# Audi Jokes....



## Dreams1966

Some half-decent ones.... 

Short Audi Jokes

Q: How many Audi car salesmen does it take to change your light bulb?
A: It depends on your credit, current lease terms, and willingness to take a balloon payment!

Q: What is the difference between a Audi and a porcupine?
A: Porcupines have pricks on the outside.

Q: What should you do if you find three Audi owners buried up to their neck in cement?
A: Get more cement.

Q: What do Audi owners and a bottle of beer have in common?
A: They're both empty from the neck up.

Q: What is the smallest part of an Audi?
A: The owners brain.

Q: What's the difference between a golfball and an Audi?
A: A golf ball can be driven 300 yards.

Q: What did the BMW say to the Audi on the side of the road?
A: Rust-in-peace.

Q: What is the Audi owner's most ardent wish?
A: A bigger penis.

Audi One Liners

I just saw an Audi driver using his indicators correctly on the motorway. Twice.
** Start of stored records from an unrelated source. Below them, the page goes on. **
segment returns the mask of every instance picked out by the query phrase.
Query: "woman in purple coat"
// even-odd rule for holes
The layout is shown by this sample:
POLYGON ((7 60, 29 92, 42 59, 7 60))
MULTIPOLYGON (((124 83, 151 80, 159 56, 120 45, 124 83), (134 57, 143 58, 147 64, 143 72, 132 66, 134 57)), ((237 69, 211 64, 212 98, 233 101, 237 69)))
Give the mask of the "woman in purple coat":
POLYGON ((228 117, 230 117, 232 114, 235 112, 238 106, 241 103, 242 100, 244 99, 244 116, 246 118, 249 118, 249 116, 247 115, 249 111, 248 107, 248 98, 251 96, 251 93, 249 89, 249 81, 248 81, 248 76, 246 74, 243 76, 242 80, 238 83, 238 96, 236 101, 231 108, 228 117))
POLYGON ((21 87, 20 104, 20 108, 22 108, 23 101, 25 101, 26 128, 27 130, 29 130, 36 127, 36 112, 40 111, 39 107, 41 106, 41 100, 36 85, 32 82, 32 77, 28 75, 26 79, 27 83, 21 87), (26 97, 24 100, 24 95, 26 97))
Should I report the vehicle as stolen?

A girl who swallows is like owning an Audi, You don't need it, but it's nice to have.

Car Shopping

A lady walks into a Audi dealership. She browses around, spots the Top-of-the-line Audi A8 and walks over to inspect it. As she bends over to feel the fine leather upholstery, she inadvertently breaks Wind.

Very embarrassed, she looks around nervously to see if anyone has noticed her little accident and prays that a sales person doesn't pop up right now.

As she turns around, her worst nightmare materializes in the form of a salesman standing right behind her. Cool as a cucumber and displaying complete professionalism, the salesman greets the lady With, "Good day, Madame. How may we help you today?" Very uncomfortably, but hoping that the salesman may just not have been there at the time of her accident, she asks, "Sir, what is the price of this lovely vehicle?"

He answers, "Madam, if you farted just touching it, you are going to shit yourself when I tell you the price."

Mid-Life Crisis

A man in his 40's bought a new Audi convertible and was out for a nice evening drive. The top was down, the breeze was blowing through what was left of his hair, and he decided to open her up.

As the needle jumped up to 90 mph, he suddenly saw flashing red and blue lights behind him. "There's no way they can catch a Audi," he thought to himself and opened her up further. The needle hit 100, 120.... then the reality of the situation hit him.

"What the hell am I doing?" he thought and pulled over.

The cop came up to him, took his license without a word, and examined it and the car. "It's been a long day, this is the end of my shift, and it's Friday the 13th. I don't feel like more paperwork, so if you can give me an excuse for your driving that I haven't heard before, you can go."

The guy thinks for a second and says, "Last week my wife ran off with a cop. I was afraid you were trying to give her back."

"Have a nice weekend," said the officer

Materialistic Lawyer

A lawyer opened the door of his Audi, when suddenly a car came along and hit the door, ripping it off completely. When the police arrived at the scene, the lawyer was complaining bitterly about the damage to his precious Audi.

"Officer, look what they've done to my Audiiiii!!!", he whiningly said.

"You lawyers are so materialistic, you make me sick!!!" retorted the officer, "You're so worried about your stupid Audi, that you didn't even notice that your left arm was ripped off!!!"

"Oh my god....", replied the lawyer, finally noticing the bloody left shoulder where his arm once was, "Where's my Rolex?


----------



## jjg

Very good, particularly the last one.....


----------



## j8keith

Very brave to post on here :lol:


----------



## Dreams1966

Clearly the Audi p*ss take ones don't reflect my opinion.... Just interesting to see how we're viewed by the rest of the world


----------



## 3TT3

Now were all part of the modern day auto union: seat skoda(who wants a dead green chicken as their car emblem?) etc all happy together, were open to slagging from everybody


----------